3 En ce domaine, un vaste champ d’investigation reste toujours inexploré; le seul exemple de La Sentinelle, un journal hebdomadaire de Montmagny, suffit à le démontrer. Mme Henriette Rochefort (Henriette Morin dit Valcourt) publie, au minimum, 17 textes dans le journal entre avril et décembre 1892 et utilise au moins trois pseudonymes diffé-rents. Elle est l’auteure de chroniques, de poèmes, de chansons, de contes et de romans. Joseph Marmette et d’autres membres du club des Dix apprenant qu’Henriette Morin dit Valcourt a écrit un roman historique de plus de 200 feuillets1 ont demandé de voir le manuscrit, car ils avaient de la difficulté à croire qu’une femme qui n’a fréquenté l’école paroissiale que pendant deux ans ait pu rédiger un tel ouvrage. Joseph Marmette a lu le roman et la lettre qu’il a envoyée à l’auteure a été reproduite par la suite dans La Sentinelle :J’ai votre roman entre les mains et le lis attentivement, un crayon à la main, indiquant, de ci et de là certaines corrections que vous pour-rez adopter [...]. Oui, Madame, votre enfant littéraire est bien le vôtre et vous pouvez être fière des qualités qui le distinguent : vive imagination et langage harmonieux et coulant de source. Si pour le moment les félicitations sincères d’un petit groupe d’amis des lettres — surtout des lettres canadiennes — , peuvent vous être de quelque agrément, permettez moi, Madame, de vous les offrir au nom des “DIX”2.Bien que les réalisations de cette mère de famille, autodidacte, soient considérables dans le contexte et pour l’époque, sa contribution est pratiquement passée inaperçue3. Les écrits des femmes comme Mme Roche-fort qui, parce qu’ils ont été publiés dans des périodiques, ont été oubliés par l’histoire littéraire du Québec.

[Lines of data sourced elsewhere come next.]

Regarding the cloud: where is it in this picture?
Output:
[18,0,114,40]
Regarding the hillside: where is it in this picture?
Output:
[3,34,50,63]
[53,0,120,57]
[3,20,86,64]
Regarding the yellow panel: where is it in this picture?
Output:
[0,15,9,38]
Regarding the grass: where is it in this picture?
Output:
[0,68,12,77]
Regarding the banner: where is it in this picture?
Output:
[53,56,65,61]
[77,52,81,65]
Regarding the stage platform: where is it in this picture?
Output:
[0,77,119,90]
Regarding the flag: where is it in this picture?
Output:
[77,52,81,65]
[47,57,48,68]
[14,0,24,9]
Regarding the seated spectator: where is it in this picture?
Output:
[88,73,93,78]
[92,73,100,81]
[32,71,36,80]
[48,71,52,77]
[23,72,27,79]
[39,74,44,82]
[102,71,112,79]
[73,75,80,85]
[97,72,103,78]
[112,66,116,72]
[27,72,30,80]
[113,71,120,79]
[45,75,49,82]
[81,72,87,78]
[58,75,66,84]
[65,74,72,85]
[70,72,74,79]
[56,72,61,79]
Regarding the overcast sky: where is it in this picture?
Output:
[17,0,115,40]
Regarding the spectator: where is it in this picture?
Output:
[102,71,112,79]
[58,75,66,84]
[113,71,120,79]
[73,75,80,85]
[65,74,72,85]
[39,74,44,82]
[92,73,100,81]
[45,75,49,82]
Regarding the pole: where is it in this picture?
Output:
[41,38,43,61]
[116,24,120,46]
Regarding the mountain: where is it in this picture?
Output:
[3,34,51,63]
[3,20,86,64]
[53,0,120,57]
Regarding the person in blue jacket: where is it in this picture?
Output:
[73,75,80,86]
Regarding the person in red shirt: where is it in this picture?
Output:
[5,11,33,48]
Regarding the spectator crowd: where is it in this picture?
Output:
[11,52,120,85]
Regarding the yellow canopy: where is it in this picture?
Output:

4 Toutefois, la recherche sur les textes des femmes du XIXe siècle se heurte à un problème de taille : l’emploi des pseudonymes. En général, l’identité et les motifs des personnes qui se cachent derrière un pseudonyme demeurent un mystère. Citons l’exemple de Catherine Parr qui signe onze chroniques dans la revue montréalaise Le Monde illustré entre 1889 et 1891. Bien qu’une auteure nommée Catharine Parr Traill ait publié des ouvrages au Canada anglais au cours du XIXe siècle, rien ne permet de croire qu’il s’agit de la même personne4. L’identité de l’auteure demeure donc un mystère.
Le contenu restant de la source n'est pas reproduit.